Ruling opens door for Oregon utilities on EV charging
By Lee van der Voo
Sustainable Business Oregon contributing writer
A decision by the Oregon Public Utility Commission paves the way for utilities in the state to get into the car-charging business.
Oregon’s Public Utility Commission has paved the way for utilities to enter the electric vehicle charging market.
The commission’s decision, made last month, comes over objections from purveyors of EV charging stations, chiefly ECOtality Inc., the San Francisco-based transportation and storage technology company. ECOtality argued that large utilities like Pacific Power, Portland General Electric and Idaho Power could have a marketing advantage in the new sector and should not be allowed to recoup infrastructure through rates — something competitors can’t do.
The decision puts Oregon squarely in the middle of policy tracks being carved out by states as power commissions across the country grapple with what role — if any — utilities will play in the car-charging market.
California has excluded utilities from entering the sector. In Michigan and Virginia, utilities are allowed to own charging infrastructure, with some crafting pilot programs to test variable rates, according to PUC utility analyst Adam Bless.
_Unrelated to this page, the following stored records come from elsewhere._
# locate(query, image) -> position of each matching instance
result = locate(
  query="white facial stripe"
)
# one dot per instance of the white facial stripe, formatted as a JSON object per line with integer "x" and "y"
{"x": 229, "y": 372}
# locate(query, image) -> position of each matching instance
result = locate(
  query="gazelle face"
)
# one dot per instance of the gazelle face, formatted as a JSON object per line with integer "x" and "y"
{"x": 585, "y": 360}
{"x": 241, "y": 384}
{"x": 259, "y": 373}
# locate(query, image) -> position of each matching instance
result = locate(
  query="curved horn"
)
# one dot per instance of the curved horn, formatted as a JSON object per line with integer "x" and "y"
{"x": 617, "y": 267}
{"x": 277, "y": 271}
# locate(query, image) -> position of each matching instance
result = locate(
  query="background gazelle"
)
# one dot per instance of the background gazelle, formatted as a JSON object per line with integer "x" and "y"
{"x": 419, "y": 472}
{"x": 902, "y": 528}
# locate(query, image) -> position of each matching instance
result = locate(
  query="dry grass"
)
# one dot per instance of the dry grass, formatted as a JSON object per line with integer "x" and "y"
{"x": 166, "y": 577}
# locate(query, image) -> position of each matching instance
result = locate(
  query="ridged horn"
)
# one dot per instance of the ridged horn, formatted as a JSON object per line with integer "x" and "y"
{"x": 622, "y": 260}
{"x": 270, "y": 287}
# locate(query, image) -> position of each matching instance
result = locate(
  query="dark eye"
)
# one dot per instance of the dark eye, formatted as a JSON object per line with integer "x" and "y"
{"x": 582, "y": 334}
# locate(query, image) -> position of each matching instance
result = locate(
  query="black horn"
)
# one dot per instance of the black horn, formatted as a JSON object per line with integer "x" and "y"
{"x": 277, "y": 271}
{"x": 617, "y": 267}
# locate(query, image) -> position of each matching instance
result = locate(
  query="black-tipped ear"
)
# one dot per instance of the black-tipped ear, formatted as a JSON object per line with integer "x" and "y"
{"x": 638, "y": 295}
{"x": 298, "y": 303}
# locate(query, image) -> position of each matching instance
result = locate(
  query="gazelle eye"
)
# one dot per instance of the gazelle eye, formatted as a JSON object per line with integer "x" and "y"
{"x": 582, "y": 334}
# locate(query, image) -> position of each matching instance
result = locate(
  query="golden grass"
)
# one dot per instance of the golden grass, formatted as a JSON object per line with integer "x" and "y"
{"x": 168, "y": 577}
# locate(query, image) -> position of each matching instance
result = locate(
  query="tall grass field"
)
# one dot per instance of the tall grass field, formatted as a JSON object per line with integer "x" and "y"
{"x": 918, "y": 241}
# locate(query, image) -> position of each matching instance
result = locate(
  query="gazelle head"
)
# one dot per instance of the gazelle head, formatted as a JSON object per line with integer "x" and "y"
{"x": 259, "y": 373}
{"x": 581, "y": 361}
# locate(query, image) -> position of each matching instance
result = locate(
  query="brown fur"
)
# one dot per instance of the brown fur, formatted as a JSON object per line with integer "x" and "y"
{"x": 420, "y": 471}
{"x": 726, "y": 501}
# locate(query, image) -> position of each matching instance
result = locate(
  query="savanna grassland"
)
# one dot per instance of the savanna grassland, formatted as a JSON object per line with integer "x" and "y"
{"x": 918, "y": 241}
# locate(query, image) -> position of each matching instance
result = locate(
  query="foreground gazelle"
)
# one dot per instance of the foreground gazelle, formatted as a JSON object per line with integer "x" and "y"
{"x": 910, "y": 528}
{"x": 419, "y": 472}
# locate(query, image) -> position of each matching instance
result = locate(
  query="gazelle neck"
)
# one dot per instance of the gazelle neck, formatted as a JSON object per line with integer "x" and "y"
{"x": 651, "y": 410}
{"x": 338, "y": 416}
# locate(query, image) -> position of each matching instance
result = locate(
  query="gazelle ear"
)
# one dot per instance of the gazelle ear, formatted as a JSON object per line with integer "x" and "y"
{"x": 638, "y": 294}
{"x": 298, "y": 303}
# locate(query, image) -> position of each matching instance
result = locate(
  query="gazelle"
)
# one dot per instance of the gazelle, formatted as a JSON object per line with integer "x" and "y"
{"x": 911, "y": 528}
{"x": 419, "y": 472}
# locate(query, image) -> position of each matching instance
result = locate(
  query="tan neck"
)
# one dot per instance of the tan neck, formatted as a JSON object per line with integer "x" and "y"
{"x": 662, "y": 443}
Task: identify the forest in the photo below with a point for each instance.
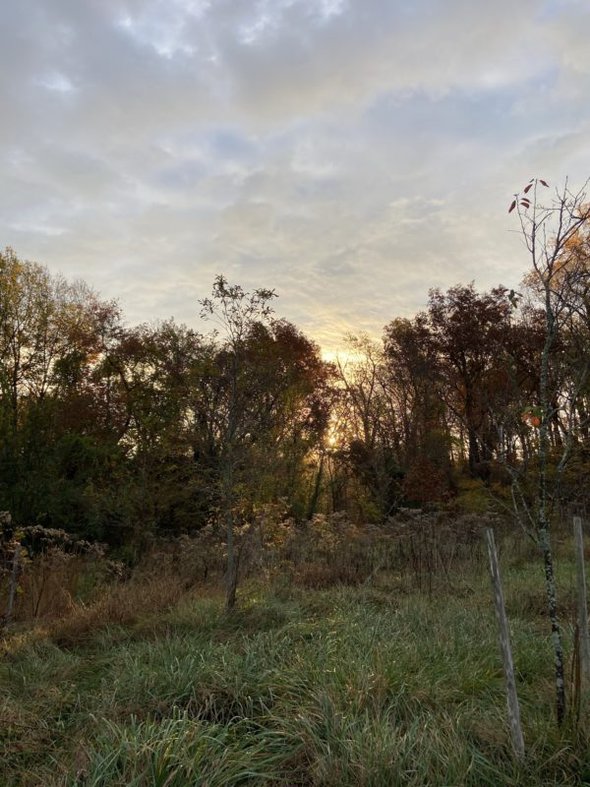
(167, 471)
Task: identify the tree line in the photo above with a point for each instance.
(117, 433)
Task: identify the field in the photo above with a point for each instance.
(377, 684)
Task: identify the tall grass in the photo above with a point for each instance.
(347, 686)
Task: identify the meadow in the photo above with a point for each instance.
(389, 681)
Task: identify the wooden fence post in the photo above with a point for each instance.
(511, 695)
(12, 586)
(584, 638)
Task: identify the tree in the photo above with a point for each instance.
(236, 312)
(561, 281)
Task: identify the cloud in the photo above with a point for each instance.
(350, 153)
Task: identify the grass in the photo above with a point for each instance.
(347, 686)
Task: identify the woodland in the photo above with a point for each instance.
(183, 498)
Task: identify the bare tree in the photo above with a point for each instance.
(560, 279)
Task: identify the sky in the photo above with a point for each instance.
(350, 154)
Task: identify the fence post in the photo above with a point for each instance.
(511, 695)
(584, 638)
(12, 586)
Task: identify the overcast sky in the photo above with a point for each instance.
(349, 153)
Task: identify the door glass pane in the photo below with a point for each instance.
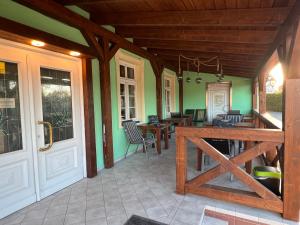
(132, 113)
(130, 73)
(10, 116)
(131, 90)
(57, 103)
(122, 71)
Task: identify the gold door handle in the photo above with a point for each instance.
(50, 136)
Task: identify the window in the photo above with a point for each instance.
(169, 85)
(127, 92)
(130, 87)
(274, 86)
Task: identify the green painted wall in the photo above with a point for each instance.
(170, 72)
(16, 12)
(21, 14)
(194, 95)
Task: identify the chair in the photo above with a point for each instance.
(200, 115)
(190, 112)
(135, 136)
(234, 112)
(176, 114)
(153, 119)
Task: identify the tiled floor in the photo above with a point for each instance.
(134, 186)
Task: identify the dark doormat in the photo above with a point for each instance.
(138, 220)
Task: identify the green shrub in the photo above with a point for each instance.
(274, 102)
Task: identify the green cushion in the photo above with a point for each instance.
(267, 172)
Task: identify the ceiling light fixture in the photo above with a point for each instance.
(74, 53)
(196, 62)
(37, 43)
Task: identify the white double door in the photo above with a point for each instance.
(38, 86)
(218, 99)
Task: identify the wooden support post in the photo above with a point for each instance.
(104, 54)
(180, 84)
(105, 88)
(181, 163)
(158, 69)
(291, 185)
(90, 142)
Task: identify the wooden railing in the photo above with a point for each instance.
(266, 121)
(263, 140)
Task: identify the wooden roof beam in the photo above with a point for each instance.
(18, 32)
(212, 35)
(282, 32)
(85, 2)
(228, 17)
(224, 62)
(57, 11)
(235, 48)
(192, 53)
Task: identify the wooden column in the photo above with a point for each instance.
(158, 69)
(291, 194)
(181, 164)
(180, 84)
(104, 54)
(106, 107)
(90, 142)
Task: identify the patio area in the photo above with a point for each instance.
(136, 186)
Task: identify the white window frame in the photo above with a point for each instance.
(126, 82)
(137, 64)
(171, 89)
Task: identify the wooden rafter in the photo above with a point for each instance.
(19, 32)
(59, 12)
(228, 17)
(235, 48)
(281, 34)
(195, 34)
In Oregon, utilities will now be allowed to offer EV charging stations, but the PUC will set a high bar before allowing the utilities to recoup infrastructure costs from rates.
The decision is in part designed to respond to the issues raised by ECOtality and also answer concerns about whether rural areas of the state will be adequately served by private companies alone, particularly as early adoption of electric vehicles takes place around cities.The PUC has been mulling the matter since 2009.
ECOtality officials said in a statement they respected the decision “and look forward to working with our utility partners to promote and grow the EV market in Oregon."